Esos señores vieron todo el episodio, hasta incluso pudieron darle a la policía
el número de patente del prófugo. Este caso es la más pura evidencia de que, si
no logramos volver a estar en pleno control de nuestras emociones, poniéndonos
al resguardo del imperio de las represiones, podemos arruinar nuestra vida y la
de otros en un solo instante.
Imaginen si este tipo, que se enojó tanto, hubiera
bajado del auto, largado alguna puteada, y luego de eso se hubieran
intercambiado los datos del seguro. Si eso hubiera pasado, hoy cada uno de
ellos estaría con sus familias, viviendo su vida como lo venían haciendo, y con
todo el futuro por delante. Sin embargo, como eso no sucedió –no pudo suceder-,
uno está muerto, y el otro está preso.
Todo, absolutamente todo, dependió de una decisión
individual. La del señor que manoteó el cuchillo de camping y se lo clavó en el
corazón al otro. Yo creo que, si no hubiera tenido el cuchillo a disposición,
le hubiera apedreado la cabeza con algún adoquín del suelo. Ese desborde que
tuvo fue tan pero tan fuerte, que lo encegueció, bloqueó su mente. Todo lo que
aprendimos socialmente sobre la vida comunitaria, las normas, todo se
desvanece, en el momento en que le damos el control de nuestras acciones a esa parte salvaje que todos llevamos
dentro.
Eso es lo que está emergiendo. Nuestro lado salvaje.

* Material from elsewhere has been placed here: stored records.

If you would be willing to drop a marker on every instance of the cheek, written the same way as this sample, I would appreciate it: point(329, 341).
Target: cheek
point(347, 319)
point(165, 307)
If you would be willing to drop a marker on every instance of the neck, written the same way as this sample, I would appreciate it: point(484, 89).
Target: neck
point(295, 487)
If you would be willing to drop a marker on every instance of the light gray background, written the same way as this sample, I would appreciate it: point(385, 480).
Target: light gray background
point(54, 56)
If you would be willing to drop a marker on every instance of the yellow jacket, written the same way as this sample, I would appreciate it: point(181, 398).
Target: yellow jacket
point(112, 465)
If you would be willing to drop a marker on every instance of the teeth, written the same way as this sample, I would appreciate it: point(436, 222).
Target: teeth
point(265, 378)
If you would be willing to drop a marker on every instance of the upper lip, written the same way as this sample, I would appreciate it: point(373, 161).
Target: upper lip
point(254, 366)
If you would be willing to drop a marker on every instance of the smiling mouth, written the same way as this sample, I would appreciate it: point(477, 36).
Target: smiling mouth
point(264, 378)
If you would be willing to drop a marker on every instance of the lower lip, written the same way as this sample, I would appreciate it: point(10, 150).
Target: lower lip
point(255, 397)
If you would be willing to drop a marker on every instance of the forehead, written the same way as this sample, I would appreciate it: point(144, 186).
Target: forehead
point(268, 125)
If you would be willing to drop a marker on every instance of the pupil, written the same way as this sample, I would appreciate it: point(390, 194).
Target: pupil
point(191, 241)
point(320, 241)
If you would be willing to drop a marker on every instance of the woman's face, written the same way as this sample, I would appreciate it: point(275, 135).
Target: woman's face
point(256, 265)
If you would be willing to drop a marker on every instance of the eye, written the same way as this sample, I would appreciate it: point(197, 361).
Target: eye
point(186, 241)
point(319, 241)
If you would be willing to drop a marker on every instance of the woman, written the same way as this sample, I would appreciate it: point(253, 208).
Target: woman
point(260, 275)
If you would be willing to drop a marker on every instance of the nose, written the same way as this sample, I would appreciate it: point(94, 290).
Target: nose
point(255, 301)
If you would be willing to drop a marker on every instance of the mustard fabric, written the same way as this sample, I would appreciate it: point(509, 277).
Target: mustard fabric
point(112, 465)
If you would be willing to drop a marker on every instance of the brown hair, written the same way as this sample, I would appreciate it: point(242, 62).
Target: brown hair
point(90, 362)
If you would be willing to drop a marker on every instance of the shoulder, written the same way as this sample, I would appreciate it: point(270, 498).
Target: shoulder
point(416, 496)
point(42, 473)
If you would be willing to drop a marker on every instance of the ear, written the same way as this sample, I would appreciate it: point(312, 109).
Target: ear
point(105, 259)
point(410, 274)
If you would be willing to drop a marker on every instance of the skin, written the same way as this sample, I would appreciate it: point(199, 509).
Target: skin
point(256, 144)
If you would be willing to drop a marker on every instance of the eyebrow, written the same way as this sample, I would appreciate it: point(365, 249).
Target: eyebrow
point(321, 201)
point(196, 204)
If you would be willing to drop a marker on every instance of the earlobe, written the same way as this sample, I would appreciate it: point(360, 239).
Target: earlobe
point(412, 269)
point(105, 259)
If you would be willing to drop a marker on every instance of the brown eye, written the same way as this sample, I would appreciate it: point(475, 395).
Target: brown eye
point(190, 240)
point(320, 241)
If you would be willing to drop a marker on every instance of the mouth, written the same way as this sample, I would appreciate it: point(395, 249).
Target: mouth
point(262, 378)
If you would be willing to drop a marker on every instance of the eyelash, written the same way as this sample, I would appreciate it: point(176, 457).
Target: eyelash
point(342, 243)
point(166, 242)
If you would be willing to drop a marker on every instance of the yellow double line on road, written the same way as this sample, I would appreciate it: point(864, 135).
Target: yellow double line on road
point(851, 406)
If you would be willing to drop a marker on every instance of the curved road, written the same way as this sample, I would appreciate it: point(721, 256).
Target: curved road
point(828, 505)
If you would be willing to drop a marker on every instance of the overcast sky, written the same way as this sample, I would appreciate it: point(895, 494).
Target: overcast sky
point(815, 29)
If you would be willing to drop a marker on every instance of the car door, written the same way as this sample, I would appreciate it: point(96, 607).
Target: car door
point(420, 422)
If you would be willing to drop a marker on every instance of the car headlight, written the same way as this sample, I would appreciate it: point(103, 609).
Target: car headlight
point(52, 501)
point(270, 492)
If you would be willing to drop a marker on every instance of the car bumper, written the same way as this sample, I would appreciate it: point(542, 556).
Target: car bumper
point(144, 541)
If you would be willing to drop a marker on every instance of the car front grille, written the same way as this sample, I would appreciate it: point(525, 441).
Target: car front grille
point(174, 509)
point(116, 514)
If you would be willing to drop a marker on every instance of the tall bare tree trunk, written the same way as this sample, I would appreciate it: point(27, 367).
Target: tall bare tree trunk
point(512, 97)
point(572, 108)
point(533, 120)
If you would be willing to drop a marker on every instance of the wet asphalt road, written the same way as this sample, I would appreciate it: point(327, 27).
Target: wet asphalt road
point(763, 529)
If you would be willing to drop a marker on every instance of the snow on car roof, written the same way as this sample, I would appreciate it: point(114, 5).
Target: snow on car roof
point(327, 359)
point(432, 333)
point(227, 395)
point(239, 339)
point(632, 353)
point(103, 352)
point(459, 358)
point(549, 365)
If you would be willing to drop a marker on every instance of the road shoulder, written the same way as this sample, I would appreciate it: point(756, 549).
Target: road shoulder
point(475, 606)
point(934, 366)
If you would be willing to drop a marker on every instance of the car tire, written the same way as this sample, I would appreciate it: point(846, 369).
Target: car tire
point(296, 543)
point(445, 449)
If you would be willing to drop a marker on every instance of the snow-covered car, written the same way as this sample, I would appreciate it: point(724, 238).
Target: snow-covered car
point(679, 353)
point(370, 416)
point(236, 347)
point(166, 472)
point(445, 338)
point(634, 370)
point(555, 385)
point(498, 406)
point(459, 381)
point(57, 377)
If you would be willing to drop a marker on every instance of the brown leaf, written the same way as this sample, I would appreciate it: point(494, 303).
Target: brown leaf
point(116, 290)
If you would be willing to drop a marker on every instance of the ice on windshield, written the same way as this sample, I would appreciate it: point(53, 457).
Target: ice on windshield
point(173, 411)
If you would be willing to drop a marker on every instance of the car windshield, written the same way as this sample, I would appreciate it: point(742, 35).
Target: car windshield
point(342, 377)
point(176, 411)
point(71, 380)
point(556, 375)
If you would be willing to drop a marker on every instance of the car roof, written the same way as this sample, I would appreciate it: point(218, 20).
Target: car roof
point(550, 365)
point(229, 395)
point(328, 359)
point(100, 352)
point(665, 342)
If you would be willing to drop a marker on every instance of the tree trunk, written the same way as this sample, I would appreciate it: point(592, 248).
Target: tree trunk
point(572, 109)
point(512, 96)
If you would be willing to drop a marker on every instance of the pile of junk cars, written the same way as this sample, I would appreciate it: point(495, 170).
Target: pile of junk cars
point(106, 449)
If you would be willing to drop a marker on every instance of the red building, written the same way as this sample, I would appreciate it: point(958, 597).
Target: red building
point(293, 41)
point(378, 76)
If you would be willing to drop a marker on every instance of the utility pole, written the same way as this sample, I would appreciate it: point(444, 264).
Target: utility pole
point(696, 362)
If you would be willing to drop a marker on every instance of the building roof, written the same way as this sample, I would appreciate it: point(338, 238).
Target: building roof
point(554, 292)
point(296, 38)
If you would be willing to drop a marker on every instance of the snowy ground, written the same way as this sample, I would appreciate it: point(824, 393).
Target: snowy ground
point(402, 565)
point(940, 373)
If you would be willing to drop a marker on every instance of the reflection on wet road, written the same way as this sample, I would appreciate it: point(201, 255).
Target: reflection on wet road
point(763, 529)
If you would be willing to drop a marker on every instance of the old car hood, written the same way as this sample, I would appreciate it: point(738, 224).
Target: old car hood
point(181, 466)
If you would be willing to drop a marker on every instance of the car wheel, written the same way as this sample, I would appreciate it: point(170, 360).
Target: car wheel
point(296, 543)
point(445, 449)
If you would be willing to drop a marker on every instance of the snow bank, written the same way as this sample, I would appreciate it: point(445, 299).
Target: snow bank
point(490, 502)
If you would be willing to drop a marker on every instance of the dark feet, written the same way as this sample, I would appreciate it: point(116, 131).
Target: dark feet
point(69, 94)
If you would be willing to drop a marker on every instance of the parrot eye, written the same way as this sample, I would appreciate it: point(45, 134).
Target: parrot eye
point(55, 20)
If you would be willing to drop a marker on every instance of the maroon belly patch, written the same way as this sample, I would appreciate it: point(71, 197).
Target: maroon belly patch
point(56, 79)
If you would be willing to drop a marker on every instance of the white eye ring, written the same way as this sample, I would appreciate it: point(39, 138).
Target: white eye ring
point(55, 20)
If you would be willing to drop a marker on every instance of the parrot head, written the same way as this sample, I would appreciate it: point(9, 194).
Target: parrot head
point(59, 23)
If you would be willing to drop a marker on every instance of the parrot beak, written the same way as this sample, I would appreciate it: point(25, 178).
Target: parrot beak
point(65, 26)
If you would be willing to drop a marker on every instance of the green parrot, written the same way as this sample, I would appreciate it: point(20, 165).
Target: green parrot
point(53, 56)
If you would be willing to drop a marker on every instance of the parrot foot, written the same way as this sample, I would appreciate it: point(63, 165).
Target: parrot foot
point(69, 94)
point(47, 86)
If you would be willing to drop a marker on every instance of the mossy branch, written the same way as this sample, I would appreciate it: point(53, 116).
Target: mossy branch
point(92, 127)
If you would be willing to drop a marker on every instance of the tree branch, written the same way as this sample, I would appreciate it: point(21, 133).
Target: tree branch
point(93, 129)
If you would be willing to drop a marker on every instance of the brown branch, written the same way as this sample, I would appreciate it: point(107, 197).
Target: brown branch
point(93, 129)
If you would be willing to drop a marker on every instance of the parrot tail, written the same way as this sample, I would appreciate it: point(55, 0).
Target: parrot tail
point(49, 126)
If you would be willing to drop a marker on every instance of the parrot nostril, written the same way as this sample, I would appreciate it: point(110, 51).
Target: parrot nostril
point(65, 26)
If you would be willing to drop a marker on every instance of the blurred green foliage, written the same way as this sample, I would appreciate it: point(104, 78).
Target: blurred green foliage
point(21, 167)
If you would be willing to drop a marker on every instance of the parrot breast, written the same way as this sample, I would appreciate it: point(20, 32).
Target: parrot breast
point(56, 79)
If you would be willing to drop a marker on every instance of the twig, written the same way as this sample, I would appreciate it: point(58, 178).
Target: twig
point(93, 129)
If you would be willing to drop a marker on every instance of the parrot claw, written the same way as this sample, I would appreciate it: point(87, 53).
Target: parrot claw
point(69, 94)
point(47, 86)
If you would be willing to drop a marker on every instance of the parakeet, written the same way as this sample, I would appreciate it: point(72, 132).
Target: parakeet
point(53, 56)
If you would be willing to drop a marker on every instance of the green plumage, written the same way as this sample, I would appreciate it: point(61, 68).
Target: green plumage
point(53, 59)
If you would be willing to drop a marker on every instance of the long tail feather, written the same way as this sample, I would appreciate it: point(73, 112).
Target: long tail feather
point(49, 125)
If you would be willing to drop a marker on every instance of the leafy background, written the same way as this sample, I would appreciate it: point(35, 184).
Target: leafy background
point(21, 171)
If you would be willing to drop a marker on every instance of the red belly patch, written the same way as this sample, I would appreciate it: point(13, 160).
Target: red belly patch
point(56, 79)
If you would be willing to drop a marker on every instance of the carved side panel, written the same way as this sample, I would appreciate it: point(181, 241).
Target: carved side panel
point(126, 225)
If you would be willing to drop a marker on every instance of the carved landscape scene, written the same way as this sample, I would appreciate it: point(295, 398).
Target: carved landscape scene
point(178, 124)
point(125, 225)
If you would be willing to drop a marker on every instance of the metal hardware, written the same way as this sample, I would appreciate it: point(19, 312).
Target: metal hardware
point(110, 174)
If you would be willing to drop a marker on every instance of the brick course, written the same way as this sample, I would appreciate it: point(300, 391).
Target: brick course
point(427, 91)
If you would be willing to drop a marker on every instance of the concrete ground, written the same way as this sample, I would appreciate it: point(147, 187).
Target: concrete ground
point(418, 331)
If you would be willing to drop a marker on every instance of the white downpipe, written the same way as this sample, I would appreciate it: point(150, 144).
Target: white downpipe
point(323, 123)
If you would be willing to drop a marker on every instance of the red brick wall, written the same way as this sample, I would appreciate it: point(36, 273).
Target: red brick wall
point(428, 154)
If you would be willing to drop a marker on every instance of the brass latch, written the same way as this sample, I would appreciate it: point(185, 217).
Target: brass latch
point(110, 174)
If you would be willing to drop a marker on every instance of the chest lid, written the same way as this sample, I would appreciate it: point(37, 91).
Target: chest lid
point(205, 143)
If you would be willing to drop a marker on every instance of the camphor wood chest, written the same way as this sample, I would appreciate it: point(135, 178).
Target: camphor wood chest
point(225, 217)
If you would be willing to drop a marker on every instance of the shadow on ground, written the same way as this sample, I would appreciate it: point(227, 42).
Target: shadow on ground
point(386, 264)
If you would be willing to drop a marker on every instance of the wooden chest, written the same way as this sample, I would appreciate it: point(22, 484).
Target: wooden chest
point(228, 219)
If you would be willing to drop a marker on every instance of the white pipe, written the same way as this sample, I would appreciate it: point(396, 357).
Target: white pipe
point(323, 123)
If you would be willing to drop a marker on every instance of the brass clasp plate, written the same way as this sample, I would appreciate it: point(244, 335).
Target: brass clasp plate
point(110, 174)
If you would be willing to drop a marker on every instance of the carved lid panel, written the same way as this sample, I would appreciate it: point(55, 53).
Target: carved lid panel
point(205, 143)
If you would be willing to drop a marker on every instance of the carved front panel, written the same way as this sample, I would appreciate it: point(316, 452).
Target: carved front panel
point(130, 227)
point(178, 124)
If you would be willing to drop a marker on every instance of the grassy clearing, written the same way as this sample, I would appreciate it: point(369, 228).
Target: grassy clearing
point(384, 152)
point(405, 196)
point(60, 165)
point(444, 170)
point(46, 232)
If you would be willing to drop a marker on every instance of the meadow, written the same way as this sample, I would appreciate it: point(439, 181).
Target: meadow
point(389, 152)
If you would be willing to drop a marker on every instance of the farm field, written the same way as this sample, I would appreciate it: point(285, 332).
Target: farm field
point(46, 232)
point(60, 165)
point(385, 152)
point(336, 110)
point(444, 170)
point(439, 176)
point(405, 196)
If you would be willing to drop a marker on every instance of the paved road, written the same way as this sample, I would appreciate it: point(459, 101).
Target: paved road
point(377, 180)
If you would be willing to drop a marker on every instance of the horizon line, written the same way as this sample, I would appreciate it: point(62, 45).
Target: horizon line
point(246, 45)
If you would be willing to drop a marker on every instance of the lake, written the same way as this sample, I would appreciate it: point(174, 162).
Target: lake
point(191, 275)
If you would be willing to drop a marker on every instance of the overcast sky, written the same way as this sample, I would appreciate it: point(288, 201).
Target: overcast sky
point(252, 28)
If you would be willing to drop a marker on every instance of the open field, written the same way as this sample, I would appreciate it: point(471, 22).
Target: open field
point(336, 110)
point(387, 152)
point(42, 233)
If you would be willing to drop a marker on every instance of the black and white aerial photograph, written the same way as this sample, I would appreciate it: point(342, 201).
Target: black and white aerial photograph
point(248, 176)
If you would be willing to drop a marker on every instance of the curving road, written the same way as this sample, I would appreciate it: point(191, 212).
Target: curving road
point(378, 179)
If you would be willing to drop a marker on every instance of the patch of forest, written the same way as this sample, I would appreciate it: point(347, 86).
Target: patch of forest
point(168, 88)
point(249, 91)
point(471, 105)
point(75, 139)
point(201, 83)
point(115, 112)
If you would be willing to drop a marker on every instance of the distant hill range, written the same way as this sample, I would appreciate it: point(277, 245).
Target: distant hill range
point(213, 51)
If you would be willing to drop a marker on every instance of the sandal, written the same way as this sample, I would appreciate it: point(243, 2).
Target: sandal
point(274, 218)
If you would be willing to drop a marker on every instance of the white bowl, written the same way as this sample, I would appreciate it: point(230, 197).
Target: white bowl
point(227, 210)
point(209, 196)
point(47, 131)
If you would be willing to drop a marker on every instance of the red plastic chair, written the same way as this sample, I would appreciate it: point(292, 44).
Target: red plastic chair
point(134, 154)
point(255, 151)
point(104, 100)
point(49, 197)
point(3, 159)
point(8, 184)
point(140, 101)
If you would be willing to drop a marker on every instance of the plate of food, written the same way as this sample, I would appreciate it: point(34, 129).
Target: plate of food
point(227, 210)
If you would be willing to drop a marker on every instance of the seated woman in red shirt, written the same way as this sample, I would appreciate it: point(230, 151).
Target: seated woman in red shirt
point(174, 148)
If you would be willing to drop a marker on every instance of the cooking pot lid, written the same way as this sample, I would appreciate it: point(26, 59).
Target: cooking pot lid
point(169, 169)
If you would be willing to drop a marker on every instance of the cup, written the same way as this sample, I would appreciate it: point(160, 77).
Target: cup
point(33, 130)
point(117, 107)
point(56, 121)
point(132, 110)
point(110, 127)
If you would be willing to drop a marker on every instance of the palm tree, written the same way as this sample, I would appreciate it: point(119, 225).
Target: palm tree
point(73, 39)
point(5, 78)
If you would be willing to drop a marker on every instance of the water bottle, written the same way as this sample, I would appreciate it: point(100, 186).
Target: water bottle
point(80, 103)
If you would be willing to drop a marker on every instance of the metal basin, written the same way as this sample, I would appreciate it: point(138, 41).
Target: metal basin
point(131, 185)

Ese que creímos haber superado hace siglos atrás, gracias a nuestro sistema
cultural evolucionado. Habrá que seguir investigando las causas, para poder dar
con posibles soluciones, a nivel de una sociedad entera. En mi humilde opinión,
no son casos aislados, y ya dejan de ser la nota del día. Son hechos
recurrentes, que hay saber leerlos. O empezar a mirarlos desde otro lado.
Y una última cosa. Reitero mi hipótesis: ese señor de
36 años que perdió el control en una discusión de tránsito callejera, somos
todos nosotros. O podríamos serlo, como les quede más cómodo pensarlo.